LA FÉE JOIE AU CŒUR (Enveloppée dans une mante brune, sur un ton plaintif) -.
La charité, s'il vous plaît ! un petit morceau de pain, un petit sou...
MARINETTE {interloquée)
Mais...
LA FÉE
Le Bon Dieu vous le rendra...
MARINETTE
Mais je n'ai rien, moi ! je suis toute seule, et puis... c'est guère la peine de venir chez nous... on est des pauvres, nous aussi...
LA FÉE
Ah...?
MARINETTE
Oui, papa est à l'hôpital...
LA FÉE
Mais... cette tartine, là sur la table...
MARINETTE (estomaquée)
Oh ! tu voudrais pas ! de la confiture !... c'est ma collation... (Après un silence) Pourquoi que tu mendies?
LA FÉE
Pour rapporter du pain à la nichée.
MARINETTE (qui ne comprend pas) A la nichée ?
LA FÉE
Les gosses, quoi ! ils sont quatre dans la voiture avec le vieux.
MARINETTE (ouvrant de grands yeux)
Tu as une voiture, toi ?
LA FÉE
Faut bien ! On n'est pas des escargots, on est des voyageurs, tantôt ici, tantôt ailleurs... le vieux... (Se reprenant) papa tresse des corbeilles, et quand il y en a, nous allons les vendre, mais voilà, ça ne marche plus, l'osier est cher cette année, il faut manger quand même! Alors, chacun fait sa tournée... on rapporte ce qu'on peut... Tu devrais bien me donner ta tartine...
MARINETTE
Et moi !
LA FÉE
Tu en prendras une autre.
MARINETTE
Tu crois ça, toi !
LA FÉE
Si tu savais comme ils ont faim, là-bas, les petits, et moi aussi... ça doit être bon ta confiture, c'est de là groseille ?
MARINETTE
Oh! ça, je ne sais pas, mais c'est bien bon! c'est dommage que le pot soit à fond... (Elle hésite puis prenant une résolution)... écoute, je vais t'en donner la moitié (elle fait mine de partager la tartine) la bonne moitié... (Hésitant) si Françoise le savait... non, elle ne me gronderait pas... et puis, tiens, ça te ferait plaisir de l'avoir toute ?
LA FÉE
Si ça me ferait plaisir ? Tu parles !
MARINETTE
Tu n'en manges pas souvent de la confiture ?
LA FÉE
De la confiture ?. . . Jamais !
SCÈNE V
MARINETTE (lui offrant sa tartine) Eh! bien, tiens; prends-la !... tant pis, j'en aurai une autre fois !

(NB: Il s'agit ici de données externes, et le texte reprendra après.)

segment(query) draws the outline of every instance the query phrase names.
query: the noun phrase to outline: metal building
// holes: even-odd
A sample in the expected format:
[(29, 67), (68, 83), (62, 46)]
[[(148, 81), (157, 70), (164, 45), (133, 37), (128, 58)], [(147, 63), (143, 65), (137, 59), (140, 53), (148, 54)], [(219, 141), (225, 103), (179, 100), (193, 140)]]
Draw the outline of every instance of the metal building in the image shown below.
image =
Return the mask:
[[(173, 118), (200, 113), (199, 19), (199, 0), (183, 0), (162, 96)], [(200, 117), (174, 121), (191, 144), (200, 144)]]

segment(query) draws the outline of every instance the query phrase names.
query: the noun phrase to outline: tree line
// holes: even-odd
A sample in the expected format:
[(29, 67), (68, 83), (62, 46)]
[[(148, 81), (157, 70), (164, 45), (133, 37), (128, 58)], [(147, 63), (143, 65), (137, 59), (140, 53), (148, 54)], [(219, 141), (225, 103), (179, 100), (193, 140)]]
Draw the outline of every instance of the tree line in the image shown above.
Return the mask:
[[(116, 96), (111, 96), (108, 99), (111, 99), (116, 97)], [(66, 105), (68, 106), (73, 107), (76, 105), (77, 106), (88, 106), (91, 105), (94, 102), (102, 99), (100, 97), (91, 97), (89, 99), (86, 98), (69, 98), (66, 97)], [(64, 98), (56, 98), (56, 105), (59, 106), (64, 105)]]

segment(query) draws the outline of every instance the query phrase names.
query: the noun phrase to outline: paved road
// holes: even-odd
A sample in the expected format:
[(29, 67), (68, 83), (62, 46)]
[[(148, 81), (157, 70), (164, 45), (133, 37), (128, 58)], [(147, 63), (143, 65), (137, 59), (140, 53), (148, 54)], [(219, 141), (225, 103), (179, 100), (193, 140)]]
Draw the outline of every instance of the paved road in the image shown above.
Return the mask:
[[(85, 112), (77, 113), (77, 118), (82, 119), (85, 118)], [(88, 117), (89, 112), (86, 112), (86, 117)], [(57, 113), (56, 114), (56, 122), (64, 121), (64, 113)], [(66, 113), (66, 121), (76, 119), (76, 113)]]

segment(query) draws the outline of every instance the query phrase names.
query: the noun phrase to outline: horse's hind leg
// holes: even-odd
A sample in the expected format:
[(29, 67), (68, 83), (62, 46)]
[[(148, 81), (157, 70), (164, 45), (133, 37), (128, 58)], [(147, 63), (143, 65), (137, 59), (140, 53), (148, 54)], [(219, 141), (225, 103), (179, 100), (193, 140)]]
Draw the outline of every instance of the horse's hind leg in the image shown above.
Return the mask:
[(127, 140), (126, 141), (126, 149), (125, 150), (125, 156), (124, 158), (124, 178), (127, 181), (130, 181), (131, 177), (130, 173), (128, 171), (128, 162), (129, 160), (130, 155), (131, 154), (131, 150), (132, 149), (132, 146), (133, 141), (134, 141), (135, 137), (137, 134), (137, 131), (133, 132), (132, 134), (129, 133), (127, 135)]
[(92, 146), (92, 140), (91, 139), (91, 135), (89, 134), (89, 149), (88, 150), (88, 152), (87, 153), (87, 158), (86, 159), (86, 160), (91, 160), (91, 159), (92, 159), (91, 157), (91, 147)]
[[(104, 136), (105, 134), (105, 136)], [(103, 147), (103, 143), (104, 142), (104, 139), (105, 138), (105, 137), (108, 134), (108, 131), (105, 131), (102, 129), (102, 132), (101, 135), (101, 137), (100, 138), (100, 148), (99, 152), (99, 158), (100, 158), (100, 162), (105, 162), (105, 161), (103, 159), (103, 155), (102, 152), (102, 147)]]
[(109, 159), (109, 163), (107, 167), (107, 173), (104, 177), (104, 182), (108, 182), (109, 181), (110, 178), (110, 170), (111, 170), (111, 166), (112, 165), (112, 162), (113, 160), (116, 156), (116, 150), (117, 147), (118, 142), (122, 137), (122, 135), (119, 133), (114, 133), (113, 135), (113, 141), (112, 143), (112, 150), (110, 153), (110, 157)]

LES MÊMES, PLUS LES AMIS DE L'ENFANCE
(La fée rejette sa mante et apparaît, jeune, fraîche, souriante, en costume de fée)
LA FÉE
Tu es une brave petite fille !
MARINETTE (extasiée)
Oh!
LA FÉE
Garde ta tartine, Marinette, je suis la Fée Joie au cœur, j'ai voulu t'éprouver.
MARINETTE (joignant les mains d’admiration) La Fée Joie au cœur ?
LA FÉE
Celle qui récompense les bonnes actions. Je savais que tu étais seule, que tu ne devais pas sortir, et, puisque tu as obéi à ta sœur et que tu m'as donné ta tartine, j'ai fait venir ici les petits amis de l'enfance qui vont jouer avec toi. (Elle va à la porte, et aussitôt le petit monde des contes et des récits de l’Enfance entre pressé). Entrez, entrez, mes jolis... Voici le petit Chaperon rouge !... le Petit Poucet!... Cendrillon !... Le Chat Botté !... Le Prince Charmant !... La Mère Michel !... Cadet Rousselle !... Riquet à la Houppe !... entrez, entrez...
MARINETTE
Oh ! mais je les reconnais tous...
CENDRILLON
Nous aussi, nous te reconnaissons (lui faisant une grande révérence) Bonjour Marinette ! (Chacun à tour de rôle vient s'incliner devant Marinette en disant : Bonjour, Marinette !)
MARINETTE
Oh ! mais c'est un véritable conte de fées !
LA FÉE
Ils vont te dire une belle histoire, mais pas celle que tu connais... allez! mes jolis...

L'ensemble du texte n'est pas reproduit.